On the other hand, it’s important to acknowledge that biodiversity is not always “good” for society. Biodiversity is, after all, the very reason we have antibiotic resistance. There is also no evidence to suggest we must conserve all species to maintain ecosystem services. Species have come and gone throughout Earth’s history, and yet, higher life continues to exist. Furthermore, humans have shown a unique ability to develop low diversity systems through domestication and bioengineering that can provide select products and services quite well.

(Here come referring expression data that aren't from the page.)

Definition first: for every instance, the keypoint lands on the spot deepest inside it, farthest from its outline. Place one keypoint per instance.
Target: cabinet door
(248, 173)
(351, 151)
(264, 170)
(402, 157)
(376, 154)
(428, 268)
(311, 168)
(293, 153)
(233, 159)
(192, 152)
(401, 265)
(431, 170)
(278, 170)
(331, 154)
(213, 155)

Even so, it is naive and dangerous to ignore our fundamental dependence on other life forms. It is clear that the loss of certain key species can have strong impacts on biological processes, and while it is sometimes obvious which species play the biggest roles, other times we don’t realize their importance until they are gone. It is also naive and dangerous to think we can bioengineer a planet that will be able sustain the growing human population. If we were unable to build a life-support system that could support 8 people in Biosphere II, who believes we can engineer a planet able to support 9 billion?
We are taking the very genes and species that have made Earth an inhabitable and biologically productive planet over the past 3.8 billion years, and we are lining them up on the edge of a cliff from which there is no return. If the ever growing human population is to continue to prosper, we must better appreciate how our own well-being is directly linked to the great variety of life that is the most striking feature of our planet.
Bradley J. Cardinale is an associate professor in the School of Natural Resources & Environment at the University of Michigan, where he is director of the school's Conservation Ecology Program and teaches courses in conservation, restoration ecology, and ecosystem services. He is also an elected member of the International Council for Science's research program DIVERSITAS.